There are pivotal points in history: moments when the world changed for ever. One such mom- ent was in 1987, when my eldest brother came home from college and did two revolutionary things.
First, he brought a girlfriend to stay for the weekend. Second, they made spaghetti bolognese. Witnessing a can of tomatoes being added to minced beef was more shocking to me than my mother allowing them to sleep in the same bedroom.
Generations of table etiquette were undone as we turned over our forks and twirled the spaghetti, gamely playing along for the guest.
It was our first potato-less dinner and Ireland has never looked back. Potato consumption has fallen by nearly 40pc since, with pasta and rice colonising the carbohydrate space on the plate.
Yet at times like these, during recessions and wars, I look out at the field where long ago my parents ploughed, sowed and harvested the humble tuber, and wonder: Could any of us grow a potato now?
This week, the World Potato Congress took place at the RDS in Dublin. The conversations were more intense than usual as Brexit and the war in Ukraine strain food-supply chains. Food security is no longer just an issue for developing countries.
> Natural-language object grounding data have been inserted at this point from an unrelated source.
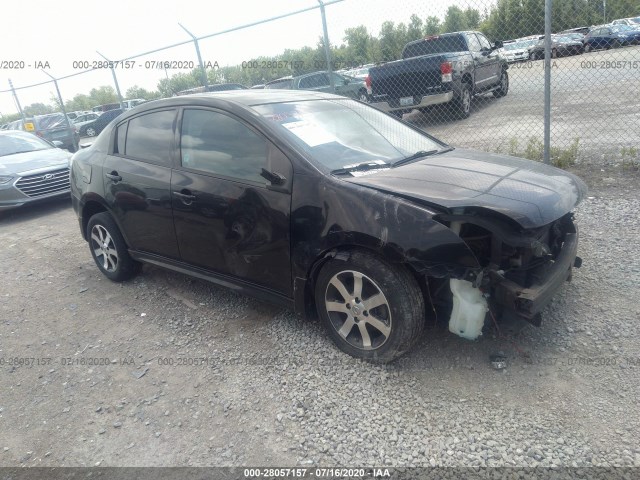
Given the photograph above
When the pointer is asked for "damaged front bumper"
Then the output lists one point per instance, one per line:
(529, 302)
(520, 271)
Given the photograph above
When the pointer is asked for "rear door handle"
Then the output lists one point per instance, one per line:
(186, 197)
(114, 177)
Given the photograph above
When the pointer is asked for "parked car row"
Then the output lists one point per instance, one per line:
(575, 41)
(53, 127)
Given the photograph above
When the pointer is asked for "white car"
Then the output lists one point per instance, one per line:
(517, 51)
(631, 21)
(84, 118)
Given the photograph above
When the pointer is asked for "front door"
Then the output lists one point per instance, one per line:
(137, 182)
(228, 218)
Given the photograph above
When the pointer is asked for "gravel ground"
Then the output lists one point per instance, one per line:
(271, 389)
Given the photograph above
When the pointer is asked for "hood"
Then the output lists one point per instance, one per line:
(24, 163)
(531, 193)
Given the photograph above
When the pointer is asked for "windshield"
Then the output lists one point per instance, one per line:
(21, 143)
(51, 121)
(340, 133)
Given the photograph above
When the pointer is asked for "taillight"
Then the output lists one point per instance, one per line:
(446, 68)
(367, 82)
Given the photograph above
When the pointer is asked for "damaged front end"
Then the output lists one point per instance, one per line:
(521, 269)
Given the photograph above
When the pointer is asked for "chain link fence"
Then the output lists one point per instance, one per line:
(471, 73)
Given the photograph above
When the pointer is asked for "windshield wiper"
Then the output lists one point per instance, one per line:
(419, 154)
(361, 167)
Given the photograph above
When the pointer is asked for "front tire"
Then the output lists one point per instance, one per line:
(109, 249)
(372, 309)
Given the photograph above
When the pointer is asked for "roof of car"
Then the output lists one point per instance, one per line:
(245, 98)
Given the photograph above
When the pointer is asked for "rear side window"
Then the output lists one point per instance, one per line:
(150, 137)
(436, 44)
(216, 143)
(121, 137)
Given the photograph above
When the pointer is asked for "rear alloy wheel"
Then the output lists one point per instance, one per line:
(371, 309)
(502, 90)
(109, 249)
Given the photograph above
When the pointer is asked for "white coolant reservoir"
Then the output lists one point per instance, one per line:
(469, 310)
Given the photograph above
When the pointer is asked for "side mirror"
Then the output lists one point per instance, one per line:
(273, 177)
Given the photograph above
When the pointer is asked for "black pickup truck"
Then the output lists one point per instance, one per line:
(440, 69)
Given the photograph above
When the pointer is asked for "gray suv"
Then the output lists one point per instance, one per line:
(53, 127)
(319, 82)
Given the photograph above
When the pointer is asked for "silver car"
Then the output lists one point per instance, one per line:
(31, 169)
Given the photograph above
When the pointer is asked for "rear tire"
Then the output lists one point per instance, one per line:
(502, 90)
(372, 309)
(109, 250)
(462, 104)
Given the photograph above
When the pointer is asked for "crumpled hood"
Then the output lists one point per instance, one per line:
(531, 193)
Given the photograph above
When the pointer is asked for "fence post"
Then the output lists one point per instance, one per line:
(327, 47)
(203, 72)
(15, 97)
(115, 80)
(547, 81)
(64, 111)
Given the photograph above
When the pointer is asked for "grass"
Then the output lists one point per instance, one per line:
(534, 150)
(630, 159)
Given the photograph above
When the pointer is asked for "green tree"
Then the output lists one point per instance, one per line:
(415, 28)
(432, 26)
(454, 20)
(357, 46)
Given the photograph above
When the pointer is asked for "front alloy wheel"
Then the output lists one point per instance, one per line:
(109, 249)
(371, 309)
(358, 310)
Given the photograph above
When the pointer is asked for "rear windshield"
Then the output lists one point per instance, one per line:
(281, 84)
(437, 44)
(50, 121)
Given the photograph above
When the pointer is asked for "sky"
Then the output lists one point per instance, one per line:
(54, 35)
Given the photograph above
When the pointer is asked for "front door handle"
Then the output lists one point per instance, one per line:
(186, 196)
(114, 177)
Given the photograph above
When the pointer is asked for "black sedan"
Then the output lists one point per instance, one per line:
(561, 46)
(94, 128)
(329, 206)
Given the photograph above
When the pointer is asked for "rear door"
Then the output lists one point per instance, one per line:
(228, 218)
(137, 182)
(491, 65)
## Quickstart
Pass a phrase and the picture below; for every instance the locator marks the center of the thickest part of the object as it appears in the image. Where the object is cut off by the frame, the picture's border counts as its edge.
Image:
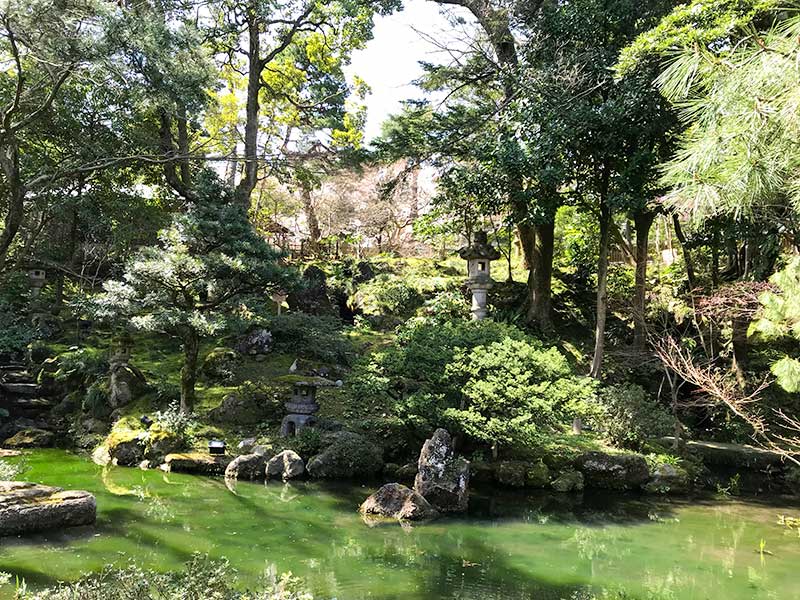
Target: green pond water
(510, 546)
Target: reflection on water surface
(510, 546)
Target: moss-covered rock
(248, 467)
(30, 438)
(126, 448)
(569, 481)
(28, 507)
(219, 365)
(396, 501)
(668, 479)
(511, 473)
(613, 471)
(515, 473)
(347, 455)
(161, 443)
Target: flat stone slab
(735, 455)
(30, 438)
(21, 389)
(30, 507)
(197, 463)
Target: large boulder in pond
(612, 471)
(396, 501)
(443, 478)
(30, 438)
(247, 467)
(28, 507)
(286, 465)
(347, 456)
(126, 448)
(668, 479)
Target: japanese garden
(400, 299)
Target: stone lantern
(479, 257)
(37, 278)
(303, 405)
(122, 350)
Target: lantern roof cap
(480, 248)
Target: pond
(511, 546)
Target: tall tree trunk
(602, 291)
(739, 327)
(414, 191)
(642, 221)
(255, 65)
(540, 307)
(311, 217)
(191, 349)
(15, 192)
(496, 22)
(687, 255)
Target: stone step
(21, 389)
(33, 403)
(17, 377)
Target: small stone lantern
(479, 257)
(122, 350)
(303, 405)
(37, 278)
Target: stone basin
(30, 507)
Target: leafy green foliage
(211, 256)
(425, 347)
(311, 337)
(779, 319)
(387, 295)
(514, 389)
(84, 364)
(198, 281)
(631, 416)
(173, 421)
(738, 155)
(698, 24)
(10, 471)
(202, 577)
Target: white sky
(390, 61)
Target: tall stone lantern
(303, 405)
(479, 256)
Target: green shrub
(219, 364)
(513, 390)
(311, 337)
(306, 443)
(387, 295)
(84, 364)
(16, 331)
(631, 416)
(425, 347)
(175, 422)
(95, 401)
(10, 471)
(201, 578)
(447, 306)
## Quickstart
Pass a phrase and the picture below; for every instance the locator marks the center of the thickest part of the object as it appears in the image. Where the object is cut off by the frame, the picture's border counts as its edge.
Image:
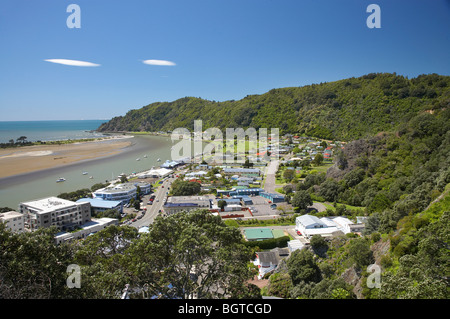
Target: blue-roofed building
(100, 205)
(177, 204)
(237, 192)
(245, 199)
(274, 198)
(171, 164)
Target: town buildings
(54, 211)
(13, 221)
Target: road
(269, 184)
(158, 202)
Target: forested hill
(346, 109)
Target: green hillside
(347, 109)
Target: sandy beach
(28, 159)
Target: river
(41, 184)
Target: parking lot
(262, 207)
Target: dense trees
(342, 110)
(183, 255)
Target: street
(158, 202)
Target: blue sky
(223, 49)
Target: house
(89, 228)
(253, 234)
(274, 198)
(100, 205)
(240, 191)
(13, 221)
(269, 260)
(309, 226)
(122, 192)
(176, 204)
(297, 244)
(54, 211)
(249, 172)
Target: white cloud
(159, 62)
(72, 62)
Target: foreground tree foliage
(32, 266)
(193, 254)
(183, 255)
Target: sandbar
(14, 161)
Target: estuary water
(40, 184)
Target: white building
(297, 244)
(122, 192)
(87, 229)
(266, 261)
(14, 221)
(176, 204)
(54, 211)
(311, 225)
(326, 226)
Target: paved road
(152, 210)
(269, 185)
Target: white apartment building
(54, 211)
(14, 221)
(122, 192)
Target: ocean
(40, 184)
(49, 130)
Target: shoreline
(18, 162)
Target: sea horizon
(49, 130)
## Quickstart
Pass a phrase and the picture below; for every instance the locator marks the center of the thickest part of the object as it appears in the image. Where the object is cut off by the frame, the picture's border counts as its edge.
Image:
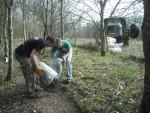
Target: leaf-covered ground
(110, 84)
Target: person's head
(58, 43)
(49, 41)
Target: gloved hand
(38, 71)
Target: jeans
(59, 54)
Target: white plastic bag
(48, 74)
(55, 64)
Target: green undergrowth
(108, 84)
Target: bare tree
(145, 104)
(5, 31)
(10, 38)
(24, 19)
(61, 19)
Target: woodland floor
(110, 84)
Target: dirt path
(54, 100)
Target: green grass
(109, 84)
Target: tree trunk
(46, 21)
(10, 38)
(24, 20)
(145, 104)
(5, 33)
(102, 34)
(61, 20)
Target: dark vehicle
(134, 31)
(116, 28)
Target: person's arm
(34, 59)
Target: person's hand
(64, 59)
(38, 71)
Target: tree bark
(145, 104)
(61, 20)
(5, 32)
(24, 20)
(10, 38)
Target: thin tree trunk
(5, 33)
(24, 20)
(61, 20)
(145, 104)
(102, 34)
(10, 38)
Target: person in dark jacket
(26, 54)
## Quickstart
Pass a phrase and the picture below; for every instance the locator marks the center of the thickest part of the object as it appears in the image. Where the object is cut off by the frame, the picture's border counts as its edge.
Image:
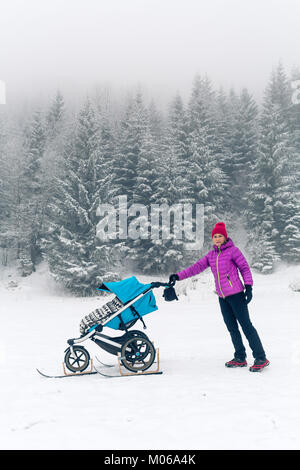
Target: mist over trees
(221, 149)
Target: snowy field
(196, 403)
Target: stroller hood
(127, 290)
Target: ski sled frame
(113, 345)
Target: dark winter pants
(235, 310)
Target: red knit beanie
(219, 228)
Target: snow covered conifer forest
(59, 160)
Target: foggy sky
(161, 44)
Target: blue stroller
(132, 301)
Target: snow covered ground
(196, 404)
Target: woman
(224, 260)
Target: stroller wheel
(137, 354)
(78, 361)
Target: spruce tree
(272, 201)
(205, 176)
(30, 207)
(77, 257)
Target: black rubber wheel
(137, 354)
(78, 361)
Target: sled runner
(134, 350)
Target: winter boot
(236, 362)
(259, 364)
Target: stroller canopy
(127, 290)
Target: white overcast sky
(162, 44)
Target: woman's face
(218, 239)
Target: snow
(196, 403)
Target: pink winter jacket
(224, 263)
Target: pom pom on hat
(219, 228)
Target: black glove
(173, 278)
(248, 293)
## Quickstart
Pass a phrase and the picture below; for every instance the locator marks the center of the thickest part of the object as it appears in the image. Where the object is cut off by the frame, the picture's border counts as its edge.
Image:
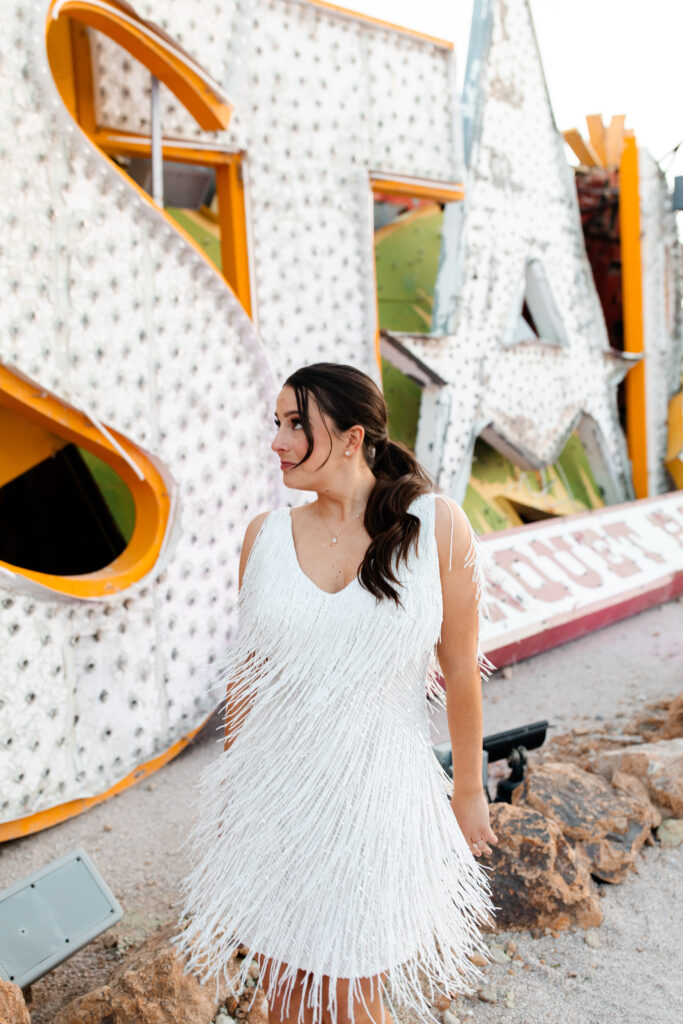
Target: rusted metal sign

People often resented the grants paid to farmers from the massive EU agriculture budget, but that policy was driven by post-war food security anxiety. As memories of starvation and rationing receded, we wallowed in globalised complacency, gorging on cheap food, watching obesity rates rise and farmers being driven out of business.
Despite endless complaints about food prices increasing, in truth, food keeps getting cheaper.
Sit tight for some numbers. A recent study for the Irish Farmers’ Association ( IFA) by economist Jim Power noted that, over the past 11 years, the average retail price of food fell by 9pc, even though overall consumer prices increased by 13pc.
Between January 2010 and December 2021, the average retail price of vegetables declined by 8.5pc, frozen vegetables by almost 20pc and potatoes by 14.6pc. So yes, prices will go up as the costs of production – fertiliser, fuel, labour and electricity – increase, but only after an era of crazily cheap food.
Food exposes the persistently wide gap between people’s words and actions. People say they disapprove of food air-miles and want to eat local produce. Then watch as they drive 10 miles to save 10 cent in a supermarket that imports vegetables from the other side of the world.
While poorer people spend a larger portion of their income on food and are therefore more vulnerable to price increases, the cheap-food demands of the average consumer expose a visceral failure to join the dots between climate change, food security and nutrition.
The potato is the typical victim of these structural upheavals, representing both every single problem and the unsurprisingly simple solution: eat more spuds – Irish spuds. It will make the world and your life better, and you won’t get better value for nutrition.
I recently chatted with potato grower Barry Mitchell, of Hill Farm, near Navan, Co Meath. He, his brother Padraig and son Gavin represent the third and fourth generations of Mitchells to farm this land.
In Jim Power’s analysis for the IFA, he identified aggressive supermarket competition as a key factor driving down prices. Cheap imports from the UK, which continue under the Northern Ireland Protocol, also put severe pressure on the Irish product. He argues convincingly that regulations to ban retail practices such as below-cost selling are needed.
But Barry notes two other facets of consumer behaviour influencing the market. One is labelling. People often think they’re buying Irish potatoes – or many other Irish food products – but labelling is either obscure or misleading. The old trick is “packed in Ireland” when the food originates elsewhere.
He advises customers to do their best to buy from smaller vegetable shops that are more likely to have bought locally-produced spuds. But the main issue is the general decline in potato eating in the mistaken belief they’re a hassle to cook. In fact, potatoes don’t take that much longer than rice, especially brown rice, and if you cut them up and steam them, they’re done in no time (boiling in water is very 1980s; steaming – especially Kerr’s Pinks – is the only way).
Barry observed a potato popularity peak during lockdown when people began experimenting with cooking. His daughters followed TikTok channels demonstrating the extraordinary simplicity and versatility of the potato.
Sure, throw one in the oven while watching another episode of Bridgerton, add nothing but coleslaw, baked beans or good old butter and salt and you’ve got a gorgeous meal for half-nothing.
Summer isn’t summer without potato salad ( mashed, with salad cream and scallions in our house). There’s no other product as cheap, nutritious, sustainable and easy to cook.
But anyone who works with food recognises that many people have genuinely forgotten how to cook these simple dishes, despite the popularity of cookery programmes. Barry thinks cookery has to be taught in schools since children so rarely see it at home.
Of course, any politician who advised people to cook spuds to cope with inflation would be eaten alive themselves.
Everything must be the Government’s fault and the only solution is more money.
But one of the few things we alone can control in life is the food we put into our mouths. So, this weekend, eat an Irish spud and help save the world.